A lot of guys around here burn road banks, dry dams, etc., in early spring to kill off brush and unwanted weeds. These are usually fescue type stands. The good news is that they come back clean and looking real strong.

So here's a $64 question (deflation has set in): Has anybody ever tried burning off an orchardgrass field in early spring? My thinking is that it would damage the crown, but, on the other hand, the first cutting would be beautiful. No dead leaves, trash, weeds, etc.

Have you tried it? What were the results?
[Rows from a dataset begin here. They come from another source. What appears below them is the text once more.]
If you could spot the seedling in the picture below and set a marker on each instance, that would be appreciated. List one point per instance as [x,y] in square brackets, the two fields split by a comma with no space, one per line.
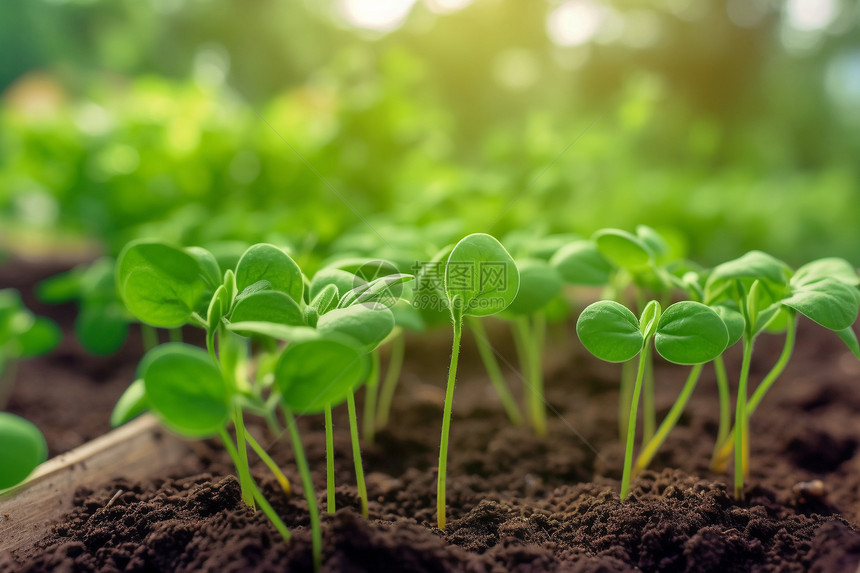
[686,333]
[481,279]
[22,448]
[22,335]
[770,295]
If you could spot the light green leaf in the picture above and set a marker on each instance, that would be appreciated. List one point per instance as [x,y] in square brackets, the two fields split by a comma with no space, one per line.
[481,278]
[22,448]
[610,331]
[580,263]
[185,389]
[268,262]
[690,333]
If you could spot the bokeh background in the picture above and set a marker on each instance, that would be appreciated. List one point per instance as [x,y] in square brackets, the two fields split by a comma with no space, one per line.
[726,124]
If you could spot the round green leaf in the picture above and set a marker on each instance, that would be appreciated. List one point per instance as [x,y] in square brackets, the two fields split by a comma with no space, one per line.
[481,278]
[316,373]
[580,263]
[264,262]
[829,302]
[610,331]
[268,305]
[690,333]
[539,284]
[624,249]
[160,284]
[365,323]
[185,389]
[22,448]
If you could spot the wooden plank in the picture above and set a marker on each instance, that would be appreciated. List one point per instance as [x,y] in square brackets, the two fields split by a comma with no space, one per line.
[134,451]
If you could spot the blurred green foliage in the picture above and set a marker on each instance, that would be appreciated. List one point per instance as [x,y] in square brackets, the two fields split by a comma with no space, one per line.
[205,121]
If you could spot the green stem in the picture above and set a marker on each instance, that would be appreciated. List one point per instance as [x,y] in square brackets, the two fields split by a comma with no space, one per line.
[649,409]
[725,400]
[651,446]
[257,494]
[625,396]
[329,461]
[446,418]
[270,463]
[742,421]
[631,423]
[356,454]
[371,392]
[392,377]
[242,466]
[149,336]
[485,350]
[308,486]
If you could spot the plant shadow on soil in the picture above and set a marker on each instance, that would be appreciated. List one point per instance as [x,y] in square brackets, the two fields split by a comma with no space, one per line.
[515,503]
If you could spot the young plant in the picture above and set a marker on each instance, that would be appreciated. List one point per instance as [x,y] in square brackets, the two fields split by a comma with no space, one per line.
[22,335]
[770,296]
[481,279]
[686,333]
[22,448]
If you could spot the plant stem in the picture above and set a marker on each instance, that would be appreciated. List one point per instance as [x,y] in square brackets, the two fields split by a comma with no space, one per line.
[149,336]
[649,409]
[531,363]
[724,447]
[257,494]
[308,486]
[368,421]
[329,461]
[392,377]
[446,418]
[631,422]
[493,371]
[742,421]
[270,463]
[651,446]
[242,466]
[356,453]
[725,400]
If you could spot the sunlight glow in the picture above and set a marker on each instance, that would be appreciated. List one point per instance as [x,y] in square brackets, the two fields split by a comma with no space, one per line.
[378,15]
[810,15]
[574,22]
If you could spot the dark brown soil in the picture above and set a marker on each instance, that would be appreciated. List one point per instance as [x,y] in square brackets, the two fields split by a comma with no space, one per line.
[515,502]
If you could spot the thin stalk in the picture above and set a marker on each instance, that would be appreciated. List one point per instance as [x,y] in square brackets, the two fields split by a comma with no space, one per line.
[446,419]
[494,371]
[649,408]
[725,400]
[742,421]
[149,336]
[329,461]
[356,454]
[308,486]
[392,377]
[651,446]
[243,467]
[625,396]
[724,447]
[270,463]
[631,422]
[368,421]
[257,494]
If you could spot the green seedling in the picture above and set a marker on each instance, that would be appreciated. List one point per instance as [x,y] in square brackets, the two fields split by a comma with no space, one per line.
[686,333]
[481,279]
[22,448]
[22,335]
[770,297]
[102,322]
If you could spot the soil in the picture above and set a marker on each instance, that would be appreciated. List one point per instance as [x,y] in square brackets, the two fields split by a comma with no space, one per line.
[515,502]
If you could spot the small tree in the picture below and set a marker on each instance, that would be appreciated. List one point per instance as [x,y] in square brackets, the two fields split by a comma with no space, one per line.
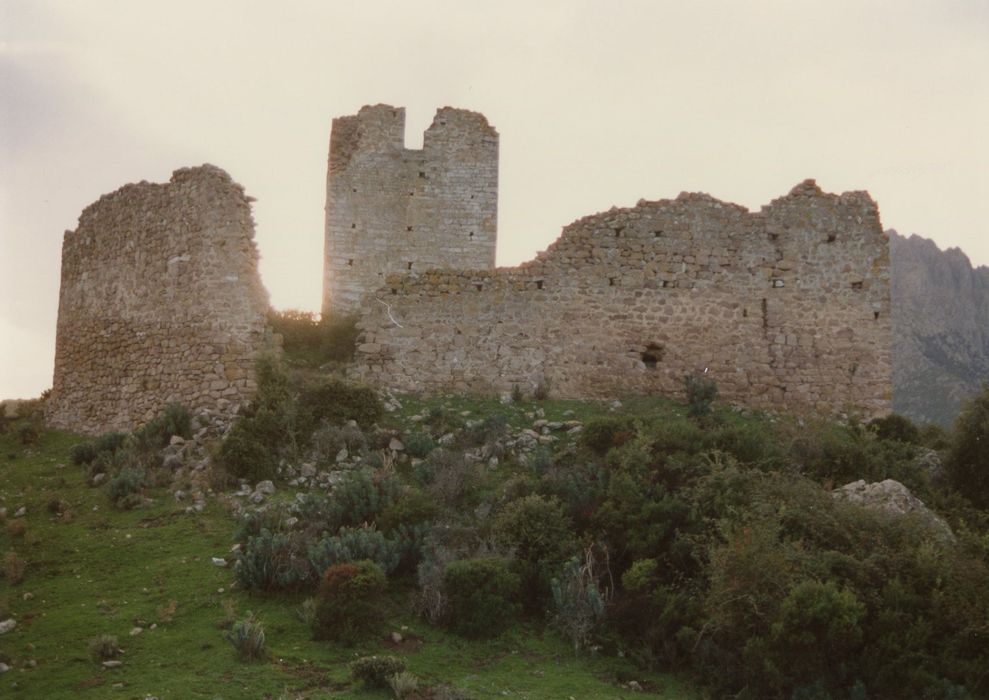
[967,466]
[578,600]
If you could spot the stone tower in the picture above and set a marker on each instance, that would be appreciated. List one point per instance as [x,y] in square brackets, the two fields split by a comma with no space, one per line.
[393,209]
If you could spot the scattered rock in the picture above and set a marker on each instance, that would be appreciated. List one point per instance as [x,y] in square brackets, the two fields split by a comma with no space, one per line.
[892,498]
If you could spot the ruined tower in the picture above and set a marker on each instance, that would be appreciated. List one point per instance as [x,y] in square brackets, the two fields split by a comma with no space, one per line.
[395,209]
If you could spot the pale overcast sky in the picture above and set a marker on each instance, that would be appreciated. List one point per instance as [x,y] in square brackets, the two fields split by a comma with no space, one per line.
[598,103]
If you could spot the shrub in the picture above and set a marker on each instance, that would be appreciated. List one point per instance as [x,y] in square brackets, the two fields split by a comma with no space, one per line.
[578,604]
[83,453]
[349,603]
[701,392]
[104,648]
[13,567]
[602,434]
[538,530]
[274,561]
[482,596]
[124,488]
[376,671]
[336,401]
[967,466]
[350,545]
[248,639]
[419,444]
[895,427]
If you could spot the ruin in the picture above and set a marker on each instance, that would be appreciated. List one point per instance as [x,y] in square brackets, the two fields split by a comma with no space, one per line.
[160,302]
[788,307]
[395,209]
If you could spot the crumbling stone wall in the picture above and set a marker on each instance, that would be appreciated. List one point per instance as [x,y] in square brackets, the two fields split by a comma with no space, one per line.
[391,209]
[785,307]
[160,301]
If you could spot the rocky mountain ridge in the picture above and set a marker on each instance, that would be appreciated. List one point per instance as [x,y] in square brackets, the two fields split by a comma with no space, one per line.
[940,307]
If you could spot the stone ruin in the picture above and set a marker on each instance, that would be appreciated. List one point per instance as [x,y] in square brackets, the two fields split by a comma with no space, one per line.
[160,302]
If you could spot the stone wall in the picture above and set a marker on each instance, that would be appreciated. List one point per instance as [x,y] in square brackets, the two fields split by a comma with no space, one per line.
[160,301]
[787,307]
[391,209]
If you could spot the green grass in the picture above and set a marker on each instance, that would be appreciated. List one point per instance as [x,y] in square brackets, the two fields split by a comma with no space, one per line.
[102,571]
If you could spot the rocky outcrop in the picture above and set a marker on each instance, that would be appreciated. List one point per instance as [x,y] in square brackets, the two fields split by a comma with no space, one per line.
[893,498]
[940,328]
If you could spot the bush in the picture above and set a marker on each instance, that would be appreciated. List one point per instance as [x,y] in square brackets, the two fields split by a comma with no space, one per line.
[104,648]
[248,639]
[336,401]
[350,545]
[701,392]
[376,671]
[482,596]
[124,488]
[274,561]
[967,466]
[602,434]
[538,530]
[349,603]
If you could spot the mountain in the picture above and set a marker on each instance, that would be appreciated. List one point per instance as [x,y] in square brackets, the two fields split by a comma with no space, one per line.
[940,328]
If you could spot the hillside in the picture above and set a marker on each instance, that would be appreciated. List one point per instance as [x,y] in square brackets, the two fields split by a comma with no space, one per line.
[940,328]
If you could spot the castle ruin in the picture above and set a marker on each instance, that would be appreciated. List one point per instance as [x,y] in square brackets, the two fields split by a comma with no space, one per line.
[394,209]
[788,307]
[160,302]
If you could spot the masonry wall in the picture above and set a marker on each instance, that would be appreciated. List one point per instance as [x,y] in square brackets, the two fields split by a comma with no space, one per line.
[786,307]
[394,209]
[160,301]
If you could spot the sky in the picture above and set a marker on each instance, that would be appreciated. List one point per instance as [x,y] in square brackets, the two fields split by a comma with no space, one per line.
[598,103]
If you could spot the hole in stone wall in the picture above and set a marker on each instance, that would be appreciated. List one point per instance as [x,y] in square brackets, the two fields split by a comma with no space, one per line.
[652,355]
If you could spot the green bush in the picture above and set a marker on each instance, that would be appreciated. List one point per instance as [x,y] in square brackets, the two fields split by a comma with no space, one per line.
[248,639]
[349,605]
[538,530]
[356,544]
[124,488]
[602,434]
[336,401]
[482,596]
[967,466]
[274,561]
[376,671]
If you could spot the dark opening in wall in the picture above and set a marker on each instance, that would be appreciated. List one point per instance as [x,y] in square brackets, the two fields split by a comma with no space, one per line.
[652,355]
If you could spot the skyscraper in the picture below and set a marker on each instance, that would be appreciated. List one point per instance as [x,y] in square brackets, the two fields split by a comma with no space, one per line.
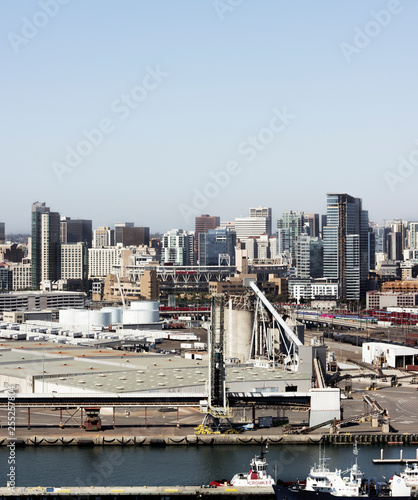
[262,212]
[293,221]
[177,248]
[346,245]
[119,230]
[76,230]
[45,244]
[217,246]
[202,225]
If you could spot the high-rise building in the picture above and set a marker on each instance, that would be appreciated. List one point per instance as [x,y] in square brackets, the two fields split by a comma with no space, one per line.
[103,261]
[309,257]
[76,230]
[202,225]
[413,236]
[217,247]
[118,233]
[134,236]
[74,263]
[346,245]
[103,237]
[312,224]
[262,212]
[45,251]
[293,221]
[177,248]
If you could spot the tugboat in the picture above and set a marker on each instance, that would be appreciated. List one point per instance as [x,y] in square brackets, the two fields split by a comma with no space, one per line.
[257,475]
[405,483]
[326,484]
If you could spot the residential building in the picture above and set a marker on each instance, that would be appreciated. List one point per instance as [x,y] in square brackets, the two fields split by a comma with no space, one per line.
[385,299]
[6,278]
[103,237]
[102,261]
[202,225]
[134,236]
[118,232]
[76,230]
[294,222]
[246,227]
[45,251]
[311,223]
[74,263]
[309,257]
[22,275]
[217,247]
[264,212]
[177,248]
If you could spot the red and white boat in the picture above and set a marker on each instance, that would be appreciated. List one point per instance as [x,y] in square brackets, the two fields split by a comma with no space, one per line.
[256,476]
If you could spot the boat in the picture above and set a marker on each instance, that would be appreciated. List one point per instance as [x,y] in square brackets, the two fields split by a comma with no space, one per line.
[405,483]
[324,483]
[257,475]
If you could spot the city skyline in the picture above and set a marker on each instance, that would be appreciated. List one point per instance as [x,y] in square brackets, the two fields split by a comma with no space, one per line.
[117,113]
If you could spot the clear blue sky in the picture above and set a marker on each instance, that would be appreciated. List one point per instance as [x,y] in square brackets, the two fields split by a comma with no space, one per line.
[214,71]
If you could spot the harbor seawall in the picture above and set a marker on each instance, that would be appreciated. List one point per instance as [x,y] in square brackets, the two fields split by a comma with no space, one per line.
[211,439]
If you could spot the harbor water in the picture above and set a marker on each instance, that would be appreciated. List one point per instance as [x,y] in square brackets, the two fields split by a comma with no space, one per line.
[181,465]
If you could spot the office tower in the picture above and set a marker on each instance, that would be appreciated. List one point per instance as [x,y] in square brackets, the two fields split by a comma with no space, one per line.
[262,212]
[312,224]
[76,230]
[346,251]
[293,221]
[372,248]
[202,225]
[309,257]
[118,233]
[102,261]
[217,247]
[413,236]
[177,248]
[103,237]
[45,251]
[323,224]
[6,278]
[134,236]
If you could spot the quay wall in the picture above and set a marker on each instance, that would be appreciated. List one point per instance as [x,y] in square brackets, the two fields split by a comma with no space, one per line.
[214,439]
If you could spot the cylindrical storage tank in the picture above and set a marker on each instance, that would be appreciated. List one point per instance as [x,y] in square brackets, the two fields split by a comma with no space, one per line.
[99,318]
[68,316]
[116,314]
[238,332]
[142,312]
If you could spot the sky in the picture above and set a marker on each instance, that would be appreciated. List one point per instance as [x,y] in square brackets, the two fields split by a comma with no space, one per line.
[156,111]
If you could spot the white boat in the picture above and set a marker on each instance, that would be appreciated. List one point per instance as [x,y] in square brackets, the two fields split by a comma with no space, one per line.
[257,475]
[405,483]
[338,483]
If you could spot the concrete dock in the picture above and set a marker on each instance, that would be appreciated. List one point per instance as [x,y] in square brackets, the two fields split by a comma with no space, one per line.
[144,492]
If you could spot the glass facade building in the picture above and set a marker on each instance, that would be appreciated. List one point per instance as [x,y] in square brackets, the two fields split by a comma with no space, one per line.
[215,243]
[346,245]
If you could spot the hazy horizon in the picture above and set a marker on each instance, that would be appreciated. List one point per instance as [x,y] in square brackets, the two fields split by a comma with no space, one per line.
[155,112]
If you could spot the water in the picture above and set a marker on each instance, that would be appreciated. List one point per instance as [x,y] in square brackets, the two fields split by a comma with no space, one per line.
[179,465]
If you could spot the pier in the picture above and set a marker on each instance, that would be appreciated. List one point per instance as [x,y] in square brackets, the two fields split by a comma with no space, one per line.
[140,492]
[400,460]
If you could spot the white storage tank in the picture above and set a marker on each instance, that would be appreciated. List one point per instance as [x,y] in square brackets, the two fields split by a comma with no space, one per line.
[116,314]
[142,313]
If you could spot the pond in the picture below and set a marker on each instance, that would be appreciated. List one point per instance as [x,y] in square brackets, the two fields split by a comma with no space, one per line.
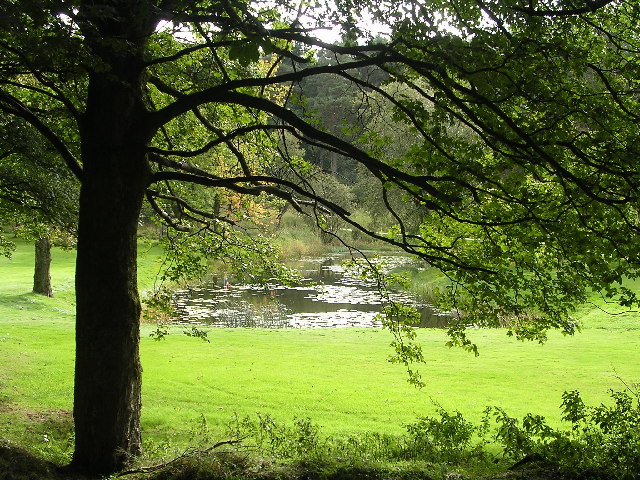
[329,297]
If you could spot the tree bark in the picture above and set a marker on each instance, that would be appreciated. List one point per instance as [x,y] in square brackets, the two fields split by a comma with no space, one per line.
[115,176]
[42,271]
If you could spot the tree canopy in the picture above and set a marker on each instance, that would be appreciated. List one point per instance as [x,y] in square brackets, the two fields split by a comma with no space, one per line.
[519,118]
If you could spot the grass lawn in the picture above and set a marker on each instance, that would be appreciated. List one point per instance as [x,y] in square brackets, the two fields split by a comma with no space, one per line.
[338,378]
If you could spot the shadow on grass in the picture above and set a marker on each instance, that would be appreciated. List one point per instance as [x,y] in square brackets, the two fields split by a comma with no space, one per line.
[19,464]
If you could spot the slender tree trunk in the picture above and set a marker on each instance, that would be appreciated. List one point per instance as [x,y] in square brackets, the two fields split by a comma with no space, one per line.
[115,176]
[42,271]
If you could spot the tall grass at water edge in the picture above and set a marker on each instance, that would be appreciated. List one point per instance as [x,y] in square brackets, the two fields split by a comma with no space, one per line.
[337,381]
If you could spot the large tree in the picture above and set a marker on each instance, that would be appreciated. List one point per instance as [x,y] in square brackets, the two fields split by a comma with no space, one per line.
[533,205]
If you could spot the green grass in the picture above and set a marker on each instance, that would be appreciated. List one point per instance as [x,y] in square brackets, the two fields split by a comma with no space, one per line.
[340,378]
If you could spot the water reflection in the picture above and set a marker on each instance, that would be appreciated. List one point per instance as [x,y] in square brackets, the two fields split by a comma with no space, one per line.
[330,297]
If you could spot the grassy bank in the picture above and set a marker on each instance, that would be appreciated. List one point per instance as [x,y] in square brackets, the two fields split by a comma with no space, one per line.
[337,378]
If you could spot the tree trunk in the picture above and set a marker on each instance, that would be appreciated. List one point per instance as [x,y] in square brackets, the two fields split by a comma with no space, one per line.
[107,371]
[42,272]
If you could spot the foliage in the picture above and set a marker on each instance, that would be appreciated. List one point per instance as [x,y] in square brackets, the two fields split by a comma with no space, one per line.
[602,441]
[521,121]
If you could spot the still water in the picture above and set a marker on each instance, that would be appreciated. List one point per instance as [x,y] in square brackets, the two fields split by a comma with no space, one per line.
[330,296]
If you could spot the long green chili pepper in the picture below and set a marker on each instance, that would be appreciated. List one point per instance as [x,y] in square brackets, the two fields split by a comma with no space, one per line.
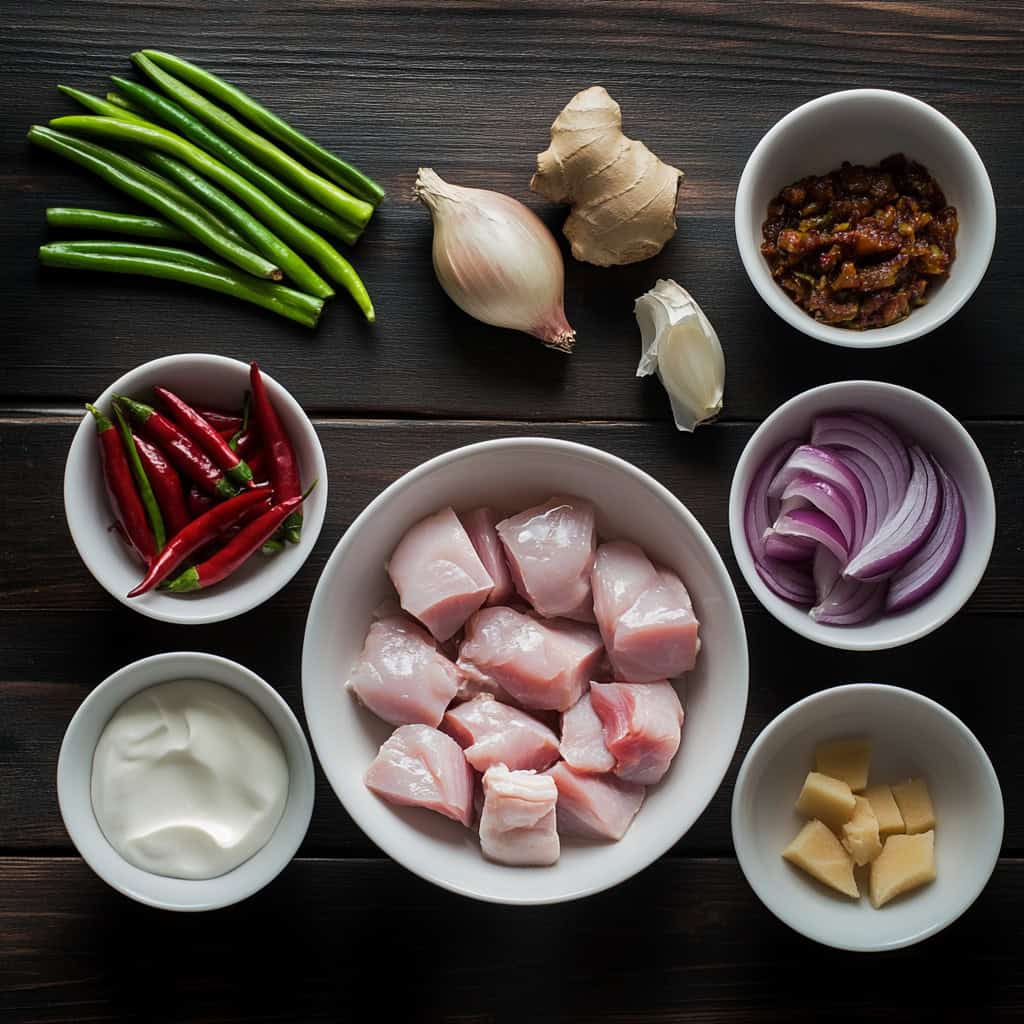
[335,168]
[119,223]
[97,105]
[262,239]
[284,165]
[135,180]
[226,282]
[292,230]
[153,512]
[176,117]
[304,303]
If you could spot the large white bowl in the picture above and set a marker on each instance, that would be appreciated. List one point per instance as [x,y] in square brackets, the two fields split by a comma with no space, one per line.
[864,126]
[511,474]
[913,736]
[201,380]
[918,419]
[75,777]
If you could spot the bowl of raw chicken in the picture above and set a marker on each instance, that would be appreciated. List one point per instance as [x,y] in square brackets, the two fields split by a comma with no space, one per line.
[524,670]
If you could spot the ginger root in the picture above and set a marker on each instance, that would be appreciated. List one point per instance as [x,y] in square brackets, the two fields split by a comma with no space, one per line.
[623,197]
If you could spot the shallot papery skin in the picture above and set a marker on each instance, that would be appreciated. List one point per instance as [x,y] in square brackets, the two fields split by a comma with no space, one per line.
[497,260]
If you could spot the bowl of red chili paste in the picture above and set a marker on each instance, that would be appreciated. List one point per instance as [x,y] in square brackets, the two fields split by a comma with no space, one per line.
[865,218]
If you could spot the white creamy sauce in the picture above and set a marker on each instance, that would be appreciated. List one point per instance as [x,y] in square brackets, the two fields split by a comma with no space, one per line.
[188,779]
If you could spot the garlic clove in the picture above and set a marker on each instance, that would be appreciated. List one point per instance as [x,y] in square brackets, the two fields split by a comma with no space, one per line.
[678,343]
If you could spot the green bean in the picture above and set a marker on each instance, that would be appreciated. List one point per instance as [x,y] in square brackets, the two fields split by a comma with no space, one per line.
[263,240]
[120,223]
[178,119]
[226,282]
[171,189]
[285,166]
[138,181]
[325,161]
[300,300]
[98,105]
[283,223]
I would think that this might apply to timothy as well.

Ralph


----------



## Vol (Jul 5, 2009)

rjmoses said:


> A lot of guys around here burn road banks, dry dams, etc., in early spring to kill off brush and unwanted weeds. These are usually fescue type stands. The good news is that they come back clean and looking real strong.
> 
> So here's a $64 question (deflation has set in): Has anybody ever tried burning off an orchardgrass field in early spring? My thinking is that it would damage the crown, but, on the other hand, the first cutting would be beautiful. No dead leaves, trash, weeds, etc.
> 
> ...


Ralph, three years ago I had a 9 acre section of orchard grass that I was unable to mow for the second cutting. So the following February I burned it off because of the heavy thatch that was on top. It burned off clean as a whislte and never seemed to harm it in the least.....actually it grreened up a 7-10 days before the other fields because of the burn nutrients. As long as you could burn it before greenup, you should be fine.

Regards, Mike


----------



## urednecku (Oct 18, 2010)

Don't know about orchard grass, but I like to burn off a pasture or hayfield it conditions will allow it. Like Mike said, it comes back real green, especially if we can get a little rain on it to wash the ash in. It also helps some with things like killing off some of the insects.

Just don't forget to check and follow local regulations, such as permits, fire (plow) lines around the fields, fire suppression on hand, etc.
Another thing, if you burn into the wind (set fire on the down-side of the field) the fire will move slower & burn hotter than if you start on the up-wind side, where the wind carries the fire across the field so fast it might not clean up all the 'trash'.


----------



## Nitram (Apr 2, 2011)

We burn with wind to limit root damage in the spring also helps carry across thin patches. Martin


----------